El efecto neto de esto es que no necesitamos estar ansiosos. Dios, que es misericordioso, se asegurará de que a cada uno le llegue su tiempo. Nunca hubo exigencia alguna de tratar, humanamente, de convertir al mundo entero ahora. Semejante esfuerzo seguramente sería asumir el papel de Dios en cuanto a decidir cómo y cuándo atraer a alguien hacia él.
En realidad, sobre la base de la explicación de Cristo tocante al propósito de las parábolas, podemos estar bien seguros del hecho de que Dios no está tratando de convertir el mundo entero ahora. Es un concepto erróneo común que él habló en parábolas para hacer más claro su significado a su audiencia; envolviendo (por así decirlo) el mensaje del evangelio en lenguaje sencillo, para que la gente mayormente agraria a la que se dirigía pudiera entenderlo con facilidad de modo que sus vidas pudieran ser transformadas.
A decir verdad, su propósito fue precisamente lo opuesto: velar el significado a aquellos cuyos ojos el Padre no estaba abriendo en esos momentos. «Por eso les hablo por parábolas: porque viendo no ven, y oyendo no oyen, ni entienden. De manera que se cumple en ellos la profecía de Isaías, que dijo: “De oído oiréis, y no entenderéis; y viendo veréis, y no percibiréis. Porque el corazón de este pueblo se ha engrosado, y con los oídos oyen pesadamente, y han cerrado sus ojos; para que no vean con los ojos, y oigan con los oídos, y con el corazón entiendan, y se conviertan, y yo los sane”» (Mateo 13:13–15).
No obstante, cuando Cristo habló a sus discípulos, lo hizo clara y abiertamente: «Porque a vosotros os es dado saber los misterios del reino de los cielos; mas a ellos no les es dado» (versículo 11).
«Porque de cierto os digo, que muchos profetas y justos desearon ver lo que veis, y no lo vieron; y oír lo que oís, y no lo oyeron».
Así que… es un don que es dado a algunos y no a otros. Por Pablo sabemos que es el deseo de Dios darlo a todos, pero es su prerrogativa decidir cuándo darlo. Todos tendrán la oportunidad según el tiempo de Dios.

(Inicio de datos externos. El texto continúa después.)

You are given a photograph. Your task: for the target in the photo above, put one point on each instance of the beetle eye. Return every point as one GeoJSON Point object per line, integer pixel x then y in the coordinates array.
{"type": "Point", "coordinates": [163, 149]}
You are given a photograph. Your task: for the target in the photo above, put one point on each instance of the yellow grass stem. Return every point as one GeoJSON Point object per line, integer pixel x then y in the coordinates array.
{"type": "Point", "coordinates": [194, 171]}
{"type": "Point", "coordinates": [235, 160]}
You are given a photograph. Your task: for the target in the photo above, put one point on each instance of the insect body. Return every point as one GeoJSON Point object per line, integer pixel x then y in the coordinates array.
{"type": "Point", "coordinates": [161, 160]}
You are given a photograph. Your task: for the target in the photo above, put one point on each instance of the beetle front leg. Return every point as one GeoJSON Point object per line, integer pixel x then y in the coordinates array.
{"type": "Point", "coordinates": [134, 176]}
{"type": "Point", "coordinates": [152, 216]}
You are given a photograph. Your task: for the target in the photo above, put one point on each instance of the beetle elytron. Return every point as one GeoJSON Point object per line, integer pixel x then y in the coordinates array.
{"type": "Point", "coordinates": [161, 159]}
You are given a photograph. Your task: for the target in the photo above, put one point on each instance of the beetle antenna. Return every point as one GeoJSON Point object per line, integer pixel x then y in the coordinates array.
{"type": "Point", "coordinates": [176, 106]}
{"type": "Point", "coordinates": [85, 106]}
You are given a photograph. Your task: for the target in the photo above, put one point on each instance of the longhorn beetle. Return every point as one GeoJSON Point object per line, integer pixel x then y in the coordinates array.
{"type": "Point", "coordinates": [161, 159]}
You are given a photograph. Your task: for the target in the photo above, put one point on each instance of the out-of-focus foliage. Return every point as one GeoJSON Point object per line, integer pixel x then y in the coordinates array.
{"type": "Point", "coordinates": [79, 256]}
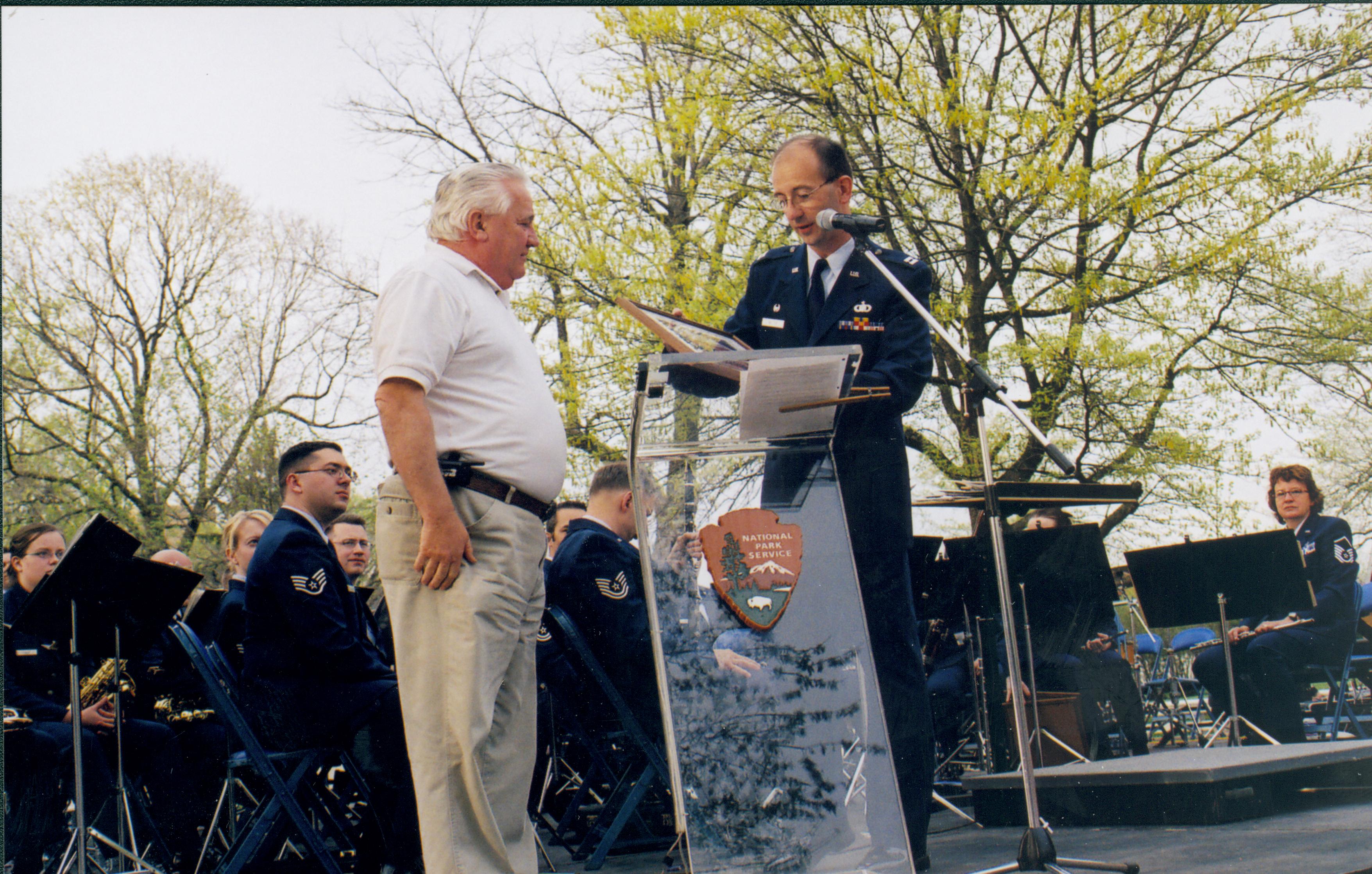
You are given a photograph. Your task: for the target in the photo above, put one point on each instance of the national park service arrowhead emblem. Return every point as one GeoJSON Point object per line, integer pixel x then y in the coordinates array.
{"type": "Point", "coordinates": [755, 563]}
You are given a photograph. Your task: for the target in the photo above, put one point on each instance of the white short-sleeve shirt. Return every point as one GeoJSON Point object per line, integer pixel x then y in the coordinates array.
{"type": "Point", "coordinates": [446, 326]}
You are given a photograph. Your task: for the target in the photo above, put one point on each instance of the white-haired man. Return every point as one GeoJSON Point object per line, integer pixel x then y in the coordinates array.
{"type": "Point", "coordinates": [479, 451]}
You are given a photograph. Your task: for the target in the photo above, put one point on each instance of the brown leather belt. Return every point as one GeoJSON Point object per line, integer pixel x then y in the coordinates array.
{"type": "Point", "coordinates": [488, 485]}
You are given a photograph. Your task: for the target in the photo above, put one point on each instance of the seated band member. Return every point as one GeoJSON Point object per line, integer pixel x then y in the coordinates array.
{"type": "Point", "coordinates": [1263, 666]}
{"type": "Point", "coordinates": [1094, 667]}
{"type": "Point", "coordinates": [597, 578]}
{"type": "Point", "coordinates": [239, 541]}
{"type": "Point", "coordinates": [311, 675]}
{"type": "Point", "coordinates": [556, 526]}
{"type": "Point", "coordinates": [353, 546]}
{"type": "Point", "coordinates": [36, 681]}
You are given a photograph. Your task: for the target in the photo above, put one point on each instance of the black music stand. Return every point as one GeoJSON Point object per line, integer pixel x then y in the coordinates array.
{"type": "Point", "coordinates": [1052, 567]}
{"type": "Point", "coordinates": [1198, 582]}
{"type": "Point", "coordinates": [943, 596]}
{"type": "Point", "coordinates": [124, 604]}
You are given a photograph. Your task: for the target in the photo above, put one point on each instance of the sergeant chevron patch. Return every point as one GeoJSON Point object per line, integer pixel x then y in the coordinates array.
{"type": "Point", "coordinates": [312, 585]}
{"type": "Point", "coordinates": [1344, 552]}
{"type": "Point", "coordinates": [615, 589]}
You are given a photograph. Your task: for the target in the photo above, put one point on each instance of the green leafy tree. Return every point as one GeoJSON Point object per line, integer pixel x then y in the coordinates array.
{"type": "Point", "coordinates": [1117, 201]}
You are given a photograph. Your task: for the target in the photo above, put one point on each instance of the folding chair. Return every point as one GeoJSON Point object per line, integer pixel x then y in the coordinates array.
{"type": "Point", "coordinates": [1355, 667]}
{"type": "Point", "coordinates": [326, 824]}
{"type": "Point", "coordinates": [640, 762]}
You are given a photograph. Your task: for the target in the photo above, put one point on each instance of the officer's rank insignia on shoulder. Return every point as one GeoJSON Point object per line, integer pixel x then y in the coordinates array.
{"type": "Point", "coordinates": [311, 585]}
{"type": "Point", "coordinates": [755, 564]}
{"type": "Point", "coordinates": [1344, 552]}
{"type": "Point", "coordinates": [615, 589]}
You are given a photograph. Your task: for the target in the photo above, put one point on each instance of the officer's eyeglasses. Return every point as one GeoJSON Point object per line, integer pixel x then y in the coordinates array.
{"type": "Point", "coordinates": [335, 471]}
{"type": "Point", "coordinates": [800, 197]}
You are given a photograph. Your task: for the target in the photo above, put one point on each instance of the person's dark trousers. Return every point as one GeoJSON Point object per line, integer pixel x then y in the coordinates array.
{"type": "Point", "coordinates": [950, 688]}
{"type": "Point", "coordinates": [379, 751]}
{"type": "Point", "coordinates": [1114, 680]}
{"type": "Point", "coordinates": [153, 755]}
{"type": "Point", "coordinates": [889, 605]}
{"type": "Point", "coordinates": [1264, 677]}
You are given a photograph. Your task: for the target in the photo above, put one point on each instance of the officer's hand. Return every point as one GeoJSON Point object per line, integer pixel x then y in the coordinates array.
{"type": "Point", "coordinates": [687, 545]}
{"type": "Point", "coordinates": [729, 661]}
{"type": "Point", "coordinates": [1100, 644]}
{"type": "Point", "coordinates": [444, 545]}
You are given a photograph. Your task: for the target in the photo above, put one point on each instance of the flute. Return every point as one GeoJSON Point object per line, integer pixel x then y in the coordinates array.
{"type": "Point", "coordinates": [1250, 634]}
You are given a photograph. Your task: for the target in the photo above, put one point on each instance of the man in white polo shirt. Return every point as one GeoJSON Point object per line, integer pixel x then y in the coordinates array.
{"type": "Point", "coordinates": [479, 451]}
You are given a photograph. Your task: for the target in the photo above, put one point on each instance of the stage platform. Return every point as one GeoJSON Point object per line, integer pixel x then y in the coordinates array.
{"type": "Point", "coordinates": [1333, 839]}
{"type": "Point", "coordinates": [1178, 787]}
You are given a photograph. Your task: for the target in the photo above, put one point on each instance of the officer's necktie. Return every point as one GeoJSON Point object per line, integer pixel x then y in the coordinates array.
{"type": "Point", "coordinates": [816, 299]}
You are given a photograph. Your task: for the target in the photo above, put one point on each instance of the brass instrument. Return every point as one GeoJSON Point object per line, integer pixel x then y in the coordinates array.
{"type": "Point", "coordinates": [1248, 634]}
{"type": "Point", "coordinates": [98, 685]}
{"type": "Point", "coordinates": [16, 720]}
{"type": "Point", "coordinates": [174, 711]}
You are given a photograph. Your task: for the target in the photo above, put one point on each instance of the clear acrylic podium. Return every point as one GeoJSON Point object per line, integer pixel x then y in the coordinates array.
{"type": "Point", "coordinates": [787, 769]}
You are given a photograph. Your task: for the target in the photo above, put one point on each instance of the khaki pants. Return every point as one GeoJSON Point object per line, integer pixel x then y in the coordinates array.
{"type": "Point", "coordinates": [465, 664]}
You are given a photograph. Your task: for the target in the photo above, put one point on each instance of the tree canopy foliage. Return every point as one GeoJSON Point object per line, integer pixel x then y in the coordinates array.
{"type": "Point", "coordinates": [160, 338]}
{"type": "Point", "coordinates": [1120, 202]}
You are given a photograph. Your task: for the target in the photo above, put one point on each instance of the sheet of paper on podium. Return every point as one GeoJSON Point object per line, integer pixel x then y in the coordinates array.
{"type": "Point", "coordinates": [773, 383]}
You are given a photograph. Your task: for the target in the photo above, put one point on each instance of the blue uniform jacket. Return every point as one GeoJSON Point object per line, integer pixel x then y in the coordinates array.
{"type": "Point", "coordinates": [596, 577]}
{"type": "Point", "coordinates": [304, 632]}
{"type": "Point", "coordinates": [1333, 564]}
{"type": "Point", "coordinates": [862, 309]}
{"type": "Point", "coordinates": [36, 677]}
{"type": "Point", "coordinates": [225, 629]}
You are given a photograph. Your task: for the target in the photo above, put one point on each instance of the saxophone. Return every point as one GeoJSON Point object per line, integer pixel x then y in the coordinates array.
{"type": "Point", "coordinates": [175, 711]}
{"type": "Point", "coordinates": [98, 684]}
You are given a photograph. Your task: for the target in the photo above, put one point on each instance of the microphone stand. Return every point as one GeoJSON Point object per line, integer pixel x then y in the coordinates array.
{"type": "Point", "coordinates": [1036, 847]}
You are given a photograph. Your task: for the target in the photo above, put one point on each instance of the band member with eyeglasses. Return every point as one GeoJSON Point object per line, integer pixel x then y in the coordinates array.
{"type": "Point", "coordinates": [36, 681]}
{"type": "Point", "coordinates": [1264, 664]}
{"type": "Point", "coordinates": [479, 453]}
{"type": "Point", "coordinates": [351, 541]}
{"type": "Point", "coordinates": [821, 291]}
{"type": "Point", "coordinates": [312, 675]}
{"type": "Point", "coordinates": [564, 514]}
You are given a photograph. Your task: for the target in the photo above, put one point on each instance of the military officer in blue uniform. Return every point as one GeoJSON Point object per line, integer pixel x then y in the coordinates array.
{"type": "Point", "coordinates": [597, 580]}
{"type": "Point", "coordinates": [826, 293]}
{"type": "Point", "coordinates": [312, 673]}
{"type": "Point", "coordinates": [1264, 666]}
{"type": "Point", "coordinates": [36, 682]}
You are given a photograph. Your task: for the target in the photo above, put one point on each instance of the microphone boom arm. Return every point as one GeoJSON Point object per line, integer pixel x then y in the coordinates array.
{"type": "Point", "coordinates": [982, 379]}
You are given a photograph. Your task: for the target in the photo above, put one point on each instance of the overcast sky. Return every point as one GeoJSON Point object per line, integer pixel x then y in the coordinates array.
{"type": "Point", "coordinates": [253, 91]}
{"type": "Point", "coordinates": [256, 92]}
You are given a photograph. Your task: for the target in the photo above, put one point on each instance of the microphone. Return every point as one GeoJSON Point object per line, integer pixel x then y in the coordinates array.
{"type": "Point", "coordinates": [832, 220]}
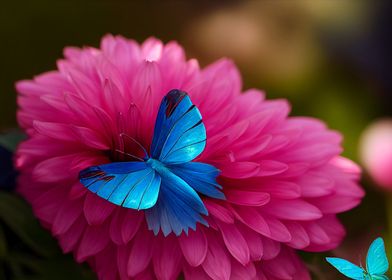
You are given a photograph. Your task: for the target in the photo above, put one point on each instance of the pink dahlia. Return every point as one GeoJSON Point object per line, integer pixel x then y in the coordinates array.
{"type": "Point", "coordinates": [283, 178]}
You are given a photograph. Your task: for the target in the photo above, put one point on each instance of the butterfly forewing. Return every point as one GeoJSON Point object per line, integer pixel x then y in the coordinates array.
{"type": "Point", "coordinates": [376, 260]}
{"type": "Point", "coordinates": [179, 134]}
{"type": "Point", "coordinates": [129, 184]}
{"type": "Point", "coordinates": [347, 268]}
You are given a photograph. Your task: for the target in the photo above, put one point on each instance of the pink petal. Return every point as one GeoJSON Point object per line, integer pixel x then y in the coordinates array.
{"type": "Point", "coordinates": [295, 209]}
{"type": "Point", "coordinates": [194, 246]}
{"type": "Point", "coordinates": [97, 210]}
{"type": "Point", "coordinates": [235, 243]}
{"type": "Point", "coordinates": [247, 198]}
{"type": "Point", "coordinates": [217, 263]}
{"type": "Point", "coordinates": [141, 252]}
{"type": "Point", "coordinates": [240, 169]}
{"type": "Point", "coordinates": [66, 216]}
{"type": "Point", "coordinates": [167, 259]}
{"type": "Point", "coordinates": [94, 240]}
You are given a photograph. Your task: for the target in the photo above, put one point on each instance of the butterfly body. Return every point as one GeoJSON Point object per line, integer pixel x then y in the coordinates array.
{"type": "Point", "coordinates": [376, 264]}
{"type": "Point", "coordinates": [165, 183]}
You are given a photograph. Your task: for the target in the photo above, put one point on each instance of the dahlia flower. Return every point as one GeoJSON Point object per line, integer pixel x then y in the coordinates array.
{"type": "Point", "coordinates": [282, 177]}
{"type": "Point", "coordinates": [376, 152]}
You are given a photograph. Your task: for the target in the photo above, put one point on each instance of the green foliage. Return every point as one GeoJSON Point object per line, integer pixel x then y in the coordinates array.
{"type": "Point", "coordinates": [27, 251]}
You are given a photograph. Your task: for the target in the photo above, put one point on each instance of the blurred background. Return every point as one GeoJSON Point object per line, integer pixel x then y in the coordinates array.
{"type": "Point", "coordinates": [331, 59]}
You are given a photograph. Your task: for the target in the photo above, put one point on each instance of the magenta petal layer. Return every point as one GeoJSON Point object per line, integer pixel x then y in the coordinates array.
{"type": "Point", "coordinates": [283, 177]}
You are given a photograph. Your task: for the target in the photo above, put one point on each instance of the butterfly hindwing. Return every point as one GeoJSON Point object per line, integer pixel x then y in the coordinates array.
{"type": "Point", "coordinates": [201, 177]}
{"type": "Point", "coordinates": [347, 268]}
{"type": "Point", "coordinates": [179, 207]}
{"type": "Point", "coordinates": [179, 134]}
{"type": "Point", "coordinates": [129, 184]}
{"type": "Point", "coordinates": [376, 260]}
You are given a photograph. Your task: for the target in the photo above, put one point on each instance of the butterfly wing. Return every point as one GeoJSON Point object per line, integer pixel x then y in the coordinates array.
{"type": "Point", "coordinates": [178, 208]}
{"type": "Point", "coordinates": [200, 176]}
{"type": "Point", "coordinates": [179, 134]}
{"type": "Point", "coordinates": [347, 268]}
{"type": "Point", "coordinates": [379, 277]}
{"type": "Point", "coordinates": [128, 184]}
{"type": "Point", "coordinates": [376, 260]}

En los días de Cristo este don no fue dado a todos. Muy pocos lo recibieron; la mayoría no. Antes de su primera venida, ¿cuántos millones de personas jamás habían oído de Jesucristo? ¿Están todos condenados? Tras su primera venida, ¿cuántas personas de las regiones más remotas del mundo aún tienen que oír o saber de él?
Dios tiene un plan
Dios, que se define como amor (1 Juan 4:8), tiene la firme intención de ofrecer salvación a todos los que alguna vez hayan vivido. Desde el principio, él ha tenido un plan claramente trazado: «Porque así como en Adán todos mueren, también en Cristo todos serán vivificados. Pero cada uno en su debido orden: Cristo, las primicias; luego los que son de Cristo, en su venida. Luego el fin, cuando entregue el reino al Dios y Padre» (1 Corintios 15:22–24).
Pablo entendía que Dios tiene un plan para «cada uno en su debido orden». Él lo asemejó a una cosecha que se efectúa en etapas: cierto fruto, llamado «las primicias», se cosecha antes de que madure otro. El resto se cosechará también, pero no antes de que esté listo. A diferencia, la mayoría de esta cosecha metafórica tendrá lugar tiempo después. Todo sucederá en el tiempo de Dios y según su orden.
De manera similar, también el apóstol Juan entendía que Dios tiene trazado un plan. «Y vi tronos, y se sentaron sobre ellos los que recibieron facultad de juzgar… y vivieron y reinaron con Cristo mil años. Pero los otros muertos no volvieron a vivir hasta que se cumplieron mil años» (Apocalipsis 20:4–5).
Esto indica que hay más de una resurrección de los muertos. Dios hizo provisión para «los otros muertos», y su oportunidad vendrá.
Hoy no es el único día de salvación. Dios no quiere «que ninguno perezca, sino que todos procedan al arrepentimiento» (2 Pedro 3:9). Así, a todos se les dará la oportunidad de llegar a conocer a su Creador, no por voluntad propia ni por voluntad de otros, sino en el propio y perfecto tiempo de Dios.